Dilema dan Paradoks Eropa
Darmansjah Djumala, Diplomat,
bertugas di Polandia
SUMBER : KOMPAS, 04 April 2012
Eropa kembali membetot perhatian. Tindak
kekerasan dengan senjata meruyak lagi di Eropa.
Desember lalu, seorang laki-laki melempar
granat dan menembaki kerumunan orang di pertokoan di Liege, Belgia, sebelum ia
menembak kepala sendiri. Lima nyawa melayang.
Beberapa minggu lalu, anak muda warga negara
Perancis berdarah Aljazair menembak tiga pasukan payung di Mantauban dan
Toulouse, barat daya Perancis. Beberapa hari kemudian, orang yang sama
memberondongkan peluru ke kerumunan orang di sekolah Yahudi, juga di Toulouse.

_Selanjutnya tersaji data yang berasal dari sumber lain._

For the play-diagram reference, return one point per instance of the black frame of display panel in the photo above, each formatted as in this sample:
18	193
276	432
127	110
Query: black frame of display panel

Empat jiwa menjadi korban, tiga di antaranya anakanak. Ada apa dengan Eropa?
Rangkaian kekerasan ini sudah cukup
menggambarkan silang sengkarut permasalahan yang dihadapi Eropa. Sepintas,
fakta bahwa pelakunya adalah keturunan Arab akan mudah memarakkan spekulasi
stereotip: kekerasan itu berlatar agama. Namun, jika disigi lebih teliti,
permasalahan berakar pada isu-isu yang lebih fundamental.
Dua Isu
Dilema yang dihadapi Eropa saat ini berpusar
setidaknya pada dua isu utama. Pertama, demokrasi yang ditahbiskan sebagai
ideologi Uni Eropa. Seperti diamanahkan oleh Mukadimah Lisbon Treaty 2009, entitas regional ini mengusung nilai-nilai
religius, kemanusiaan, kebebasan, dan demokrasi.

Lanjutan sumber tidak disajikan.